I’m pretty satisfied with how this sounds.

Some music

With everything we’ve built so far, it’s time to have some fun and make some music! This will also drive new features as we try to make it sound interesting, as there are a few obvious things missing.

I experimented with multiple DAWs & other software, including REAPER and Rosegarden. For now I settled on the 8-track edition of Bitwig:

  • It’s quite straightforward to get the live sound output from the hardware instrument back to the DAW and apply filters to it, then output it back to your sound card. Plus, finding out the latency between MIDI & sound input is just a click away.
  • The UI is quite easy to discover.
  • The separation between individual loops on one side & general sequencer on the other felt like a natural workflow.
  • Arpeggiator!
  • Finally, it’s the only tool that silently reconnected to my MIDI hardware after each of the numerous firmware updates — every other tool required some manual action after uploading a patch to the Arduino, which was seriously cumbersome.

Starting a cover

I want to start small and have fun quickly, so let’s cover some songs. That, and I don’t know how to make music, so, you know.

For my first dab at this I copied a fun track from the Modern Vintage Gamer channel. Here is a screenshot of the projet:

Screenshot of a project in Bitwig.
Screenshot of a project in Bitwig.

And it sounds like this:

Start of a song's cover. Source: MVG—Pacific Drive.

That’s almost usable now! The timbre of the melody long-held notes sounds a bit flat and boring, while in the original there is a nice filter on top to make it interesting. We’ll make this better4.

What’s next

In this article we’ve really brought our project forward, from making random noises up to something usable: we’ve sent the first notes, integrated the MIDI protocol, implemented a basic ADSR envelope and programmed some drums.

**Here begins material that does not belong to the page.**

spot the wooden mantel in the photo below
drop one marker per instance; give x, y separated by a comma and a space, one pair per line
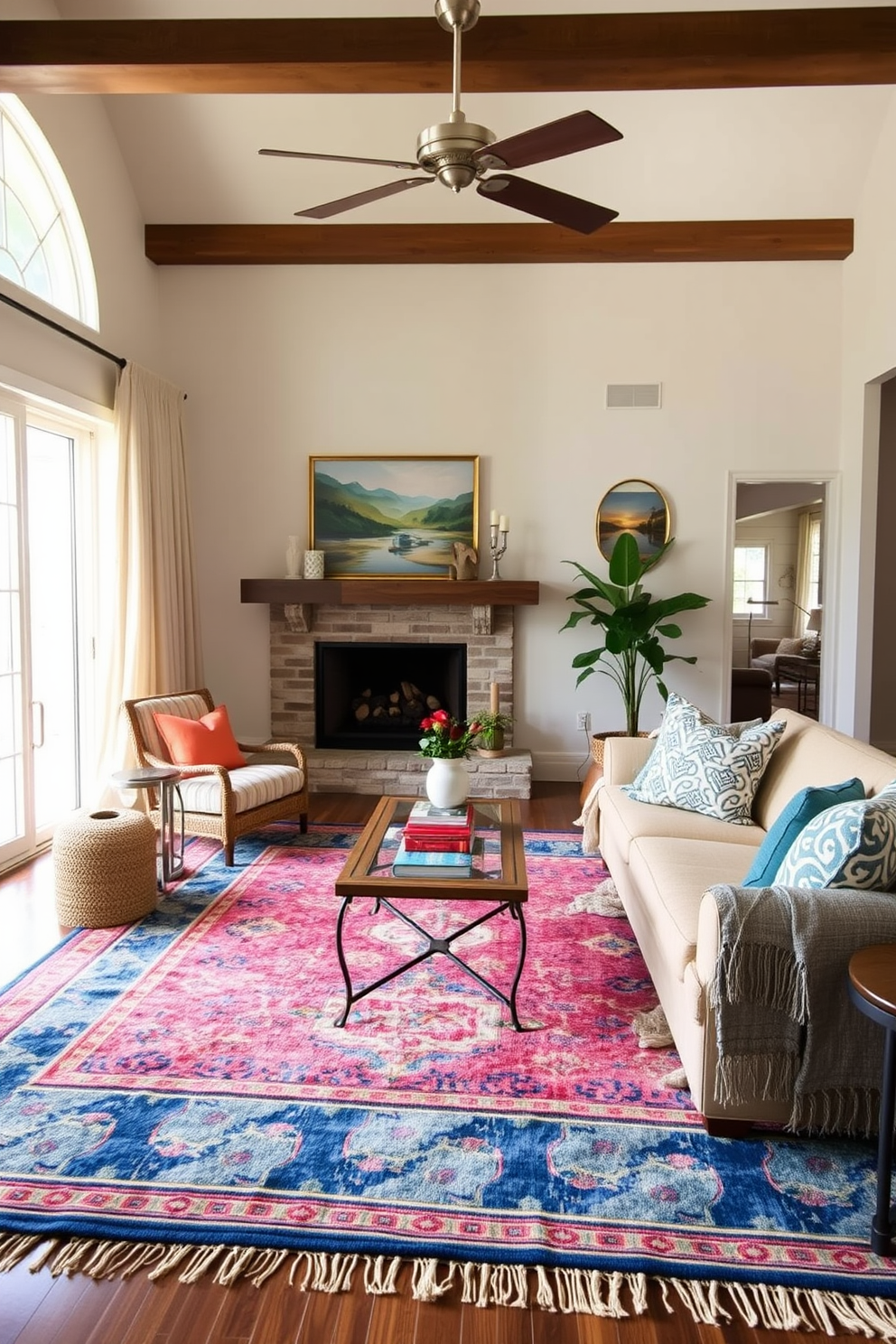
300, 597
391, 592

Theoretically though, at this point the chip is still sitting on a breadboard. In part 3, we’ll make something more permanent, integrate multiple SN76489 chips together, and build a case for it all. Finally, we’ll implement more features. See you then!

  1. I have no idea what I’m doing. 

  2. See here for example. 

  3. I tested this value and got the expected frequency output following the formulas above, at about 40 kHz. 

  4. Noticed the sneak peek of what’s coming in the next part? I used the modulation wheel to control the vibrato on the last notes.